Since launching Magic Pocket last year, we’ve been storing and serving more than 90 percent of our users’ data on our own custom-built infrastructure, which has helped us to be more efficient and improved performance for our users globally.
But with about 75 percent of our users located outside of the United States, moving onto our own custom-built data center was just the first step in realizing these benefits. As our data centers grew, the rest of our network also expanded to serve our users — more than 500 million around the globe — at light-speed with a consistent level of reliability, whether they were in San Francisco or Singapore.

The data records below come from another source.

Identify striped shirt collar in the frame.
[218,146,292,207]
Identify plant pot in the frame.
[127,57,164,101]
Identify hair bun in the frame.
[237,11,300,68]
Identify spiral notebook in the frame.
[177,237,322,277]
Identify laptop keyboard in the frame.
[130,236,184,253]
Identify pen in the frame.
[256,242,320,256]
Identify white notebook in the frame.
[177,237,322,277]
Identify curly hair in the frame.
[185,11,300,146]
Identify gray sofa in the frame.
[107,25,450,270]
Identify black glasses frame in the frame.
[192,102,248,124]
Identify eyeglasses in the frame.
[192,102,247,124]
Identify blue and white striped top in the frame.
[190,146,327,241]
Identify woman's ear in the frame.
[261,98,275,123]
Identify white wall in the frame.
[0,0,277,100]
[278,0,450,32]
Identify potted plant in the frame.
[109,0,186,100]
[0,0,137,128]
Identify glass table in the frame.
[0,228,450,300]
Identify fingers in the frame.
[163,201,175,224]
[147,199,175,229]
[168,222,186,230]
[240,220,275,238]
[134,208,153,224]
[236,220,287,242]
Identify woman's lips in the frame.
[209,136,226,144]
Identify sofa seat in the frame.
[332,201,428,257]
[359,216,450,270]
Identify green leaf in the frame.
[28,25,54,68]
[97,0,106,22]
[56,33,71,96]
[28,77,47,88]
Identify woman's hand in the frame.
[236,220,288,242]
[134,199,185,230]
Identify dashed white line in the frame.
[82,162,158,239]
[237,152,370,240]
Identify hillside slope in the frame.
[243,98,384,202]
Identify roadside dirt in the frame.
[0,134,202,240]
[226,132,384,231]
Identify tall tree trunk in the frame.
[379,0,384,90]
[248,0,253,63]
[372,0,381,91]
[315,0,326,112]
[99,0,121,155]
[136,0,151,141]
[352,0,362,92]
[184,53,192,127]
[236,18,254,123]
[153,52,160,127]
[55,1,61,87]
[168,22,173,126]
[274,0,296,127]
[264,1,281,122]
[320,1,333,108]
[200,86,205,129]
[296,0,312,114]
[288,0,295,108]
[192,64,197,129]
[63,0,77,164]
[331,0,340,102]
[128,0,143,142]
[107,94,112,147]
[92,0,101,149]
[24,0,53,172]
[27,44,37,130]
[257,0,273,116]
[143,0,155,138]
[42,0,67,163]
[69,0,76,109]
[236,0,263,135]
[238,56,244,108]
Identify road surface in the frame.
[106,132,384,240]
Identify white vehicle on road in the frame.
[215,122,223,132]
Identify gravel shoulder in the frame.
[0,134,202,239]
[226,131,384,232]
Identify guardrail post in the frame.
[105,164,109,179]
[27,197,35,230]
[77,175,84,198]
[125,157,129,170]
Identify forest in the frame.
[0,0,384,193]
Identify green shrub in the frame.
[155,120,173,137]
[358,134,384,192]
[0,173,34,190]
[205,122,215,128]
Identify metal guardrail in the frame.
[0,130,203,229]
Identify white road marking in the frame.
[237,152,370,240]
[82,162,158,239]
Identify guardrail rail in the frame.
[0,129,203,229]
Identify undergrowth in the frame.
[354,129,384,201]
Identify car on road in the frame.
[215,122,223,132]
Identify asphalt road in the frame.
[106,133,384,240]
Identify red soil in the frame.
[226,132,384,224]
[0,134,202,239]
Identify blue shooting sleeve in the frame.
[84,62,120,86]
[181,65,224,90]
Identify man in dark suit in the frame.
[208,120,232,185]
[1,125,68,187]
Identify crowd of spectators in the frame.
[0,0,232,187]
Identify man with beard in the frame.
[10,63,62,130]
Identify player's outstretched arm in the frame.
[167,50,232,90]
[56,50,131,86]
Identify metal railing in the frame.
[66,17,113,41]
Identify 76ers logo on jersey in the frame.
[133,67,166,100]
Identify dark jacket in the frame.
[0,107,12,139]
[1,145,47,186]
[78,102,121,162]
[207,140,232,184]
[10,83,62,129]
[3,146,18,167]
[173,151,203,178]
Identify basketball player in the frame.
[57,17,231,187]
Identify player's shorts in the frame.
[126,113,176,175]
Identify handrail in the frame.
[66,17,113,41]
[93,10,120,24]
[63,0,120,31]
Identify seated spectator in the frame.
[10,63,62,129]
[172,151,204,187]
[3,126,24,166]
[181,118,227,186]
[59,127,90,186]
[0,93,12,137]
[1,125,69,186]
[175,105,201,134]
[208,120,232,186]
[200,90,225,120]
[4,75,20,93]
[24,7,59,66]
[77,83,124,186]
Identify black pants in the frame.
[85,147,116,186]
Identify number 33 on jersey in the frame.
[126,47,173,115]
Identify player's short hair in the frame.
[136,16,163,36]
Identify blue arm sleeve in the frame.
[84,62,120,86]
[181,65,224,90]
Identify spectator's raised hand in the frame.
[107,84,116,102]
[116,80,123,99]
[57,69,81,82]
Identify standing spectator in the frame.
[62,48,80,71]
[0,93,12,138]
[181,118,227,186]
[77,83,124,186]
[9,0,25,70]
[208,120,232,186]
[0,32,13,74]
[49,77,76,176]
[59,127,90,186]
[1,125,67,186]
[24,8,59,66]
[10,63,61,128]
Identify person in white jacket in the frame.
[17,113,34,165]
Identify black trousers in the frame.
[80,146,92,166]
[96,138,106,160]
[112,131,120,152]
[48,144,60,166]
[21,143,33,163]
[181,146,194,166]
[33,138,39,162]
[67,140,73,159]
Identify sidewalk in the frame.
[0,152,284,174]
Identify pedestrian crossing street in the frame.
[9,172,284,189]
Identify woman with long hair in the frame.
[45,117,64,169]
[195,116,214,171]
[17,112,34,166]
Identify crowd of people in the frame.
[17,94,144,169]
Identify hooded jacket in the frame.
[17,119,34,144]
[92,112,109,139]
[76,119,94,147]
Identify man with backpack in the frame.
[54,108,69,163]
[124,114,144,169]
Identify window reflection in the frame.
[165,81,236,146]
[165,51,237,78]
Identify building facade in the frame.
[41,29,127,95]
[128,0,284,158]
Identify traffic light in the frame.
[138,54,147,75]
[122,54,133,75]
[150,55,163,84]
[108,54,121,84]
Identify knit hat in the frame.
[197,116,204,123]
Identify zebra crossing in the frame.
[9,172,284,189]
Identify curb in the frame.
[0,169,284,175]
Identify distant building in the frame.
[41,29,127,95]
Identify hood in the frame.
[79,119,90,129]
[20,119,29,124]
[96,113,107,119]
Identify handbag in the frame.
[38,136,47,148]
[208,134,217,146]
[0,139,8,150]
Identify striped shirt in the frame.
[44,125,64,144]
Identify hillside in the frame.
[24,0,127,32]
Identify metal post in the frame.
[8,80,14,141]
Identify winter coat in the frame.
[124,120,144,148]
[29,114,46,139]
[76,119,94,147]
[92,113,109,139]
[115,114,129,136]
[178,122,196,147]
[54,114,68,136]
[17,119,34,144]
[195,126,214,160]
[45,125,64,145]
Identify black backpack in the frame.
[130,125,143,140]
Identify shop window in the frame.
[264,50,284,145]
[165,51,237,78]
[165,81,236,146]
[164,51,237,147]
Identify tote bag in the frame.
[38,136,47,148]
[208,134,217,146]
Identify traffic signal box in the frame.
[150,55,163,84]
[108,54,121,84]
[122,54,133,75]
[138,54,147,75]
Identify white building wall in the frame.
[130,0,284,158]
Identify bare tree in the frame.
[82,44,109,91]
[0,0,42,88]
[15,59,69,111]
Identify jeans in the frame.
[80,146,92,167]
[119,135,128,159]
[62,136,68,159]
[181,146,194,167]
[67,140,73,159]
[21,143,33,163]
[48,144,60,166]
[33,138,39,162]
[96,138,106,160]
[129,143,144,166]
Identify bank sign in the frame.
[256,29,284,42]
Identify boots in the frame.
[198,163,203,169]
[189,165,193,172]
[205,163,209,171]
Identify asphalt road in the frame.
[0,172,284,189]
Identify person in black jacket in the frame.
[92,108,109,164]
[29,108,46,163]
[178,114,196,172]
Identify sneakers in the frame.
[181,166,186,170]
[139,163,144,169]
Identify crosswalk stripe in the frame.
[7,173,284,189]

To do that, we’ve built a network across 14 cities in seven countries on three continents. In doing so, we’ve added hundreds of gigabits of Internet connectivity with transit providers (regional and global ISPs), and hundreds of new peering partners (where we exchange traffic directly rather than through an ISP). We also designed a custom-built edge-proxy architecture into our network. The edge proxy is a stack of servers that act as the first gateway for TLS & TCP handshake for users and is deployed in PoPs (points of presence) to improve the performance for a user accessing Dropbox from any part of the globe. We evaluated some more standard offerings (CDNs and other “cloud” products) but for our specific needs this custom solution was best. Some users have seen and have increased sync speeds by as much as 300 percent, and performance has improved across the board.
2014: A Brief History
Going back to 2014, our network presence was only in the US. With two data center regions (one on each coast) storing all our user data, and five network PoPs in major cities across the country where we saw the most traffic. This meant that users across the globe could only be served from the US, we were heavily reliant on transit, and often higher latency paths across the Internet limited performance for international users.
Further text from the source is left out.